Bookmark and Share

Notice: On March 31, it was announced that Statalist is moving from an email list to a forum. The old list will shut down at the end of May, and its replacement, statalist.org is already up and running.


[Date Prev][Date Next][Thread Prev][Thread Next][Date Index][Thread Index]

Re: st: how to parallelize Mata (or steal the performance of built-in -tab, summarize-)


From   Nick Cox <njcoxstata@gmail.com>
To   statalist@hsphsun2.harvard.edu
Subject   Re: st: how to parallelize Mata (or steal the performance of built-in -tab, summarize-)
Date   Tue, 3 Apr 2012 16:58:52 +0100

I had a hack at my -binsm- (STB, SJ) to get a slightly more modern
flavour. Code follows examples.

At present you can have any bins you like so long as they are defined
by round(xvar, #) in the first instance.
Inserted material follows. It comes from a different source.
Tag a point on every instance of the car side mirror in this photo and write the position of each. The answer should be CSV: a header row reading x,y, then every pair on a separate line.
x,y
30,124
But if # is 0, the distinct
values of the x variable are used, so you can use a previously-defined
binning variable.

. sysuse auto, clear
(1978 Automobile Data)

. binmean mpg weight

. binmean mpg weight, width(100)

. binmean mpg weight, width(100) by(foreign, compact)

. binmean mpg weight, width(100) recast(bar) barw(100) base(0)

. binmean mpg weight, width(100) recast(connected)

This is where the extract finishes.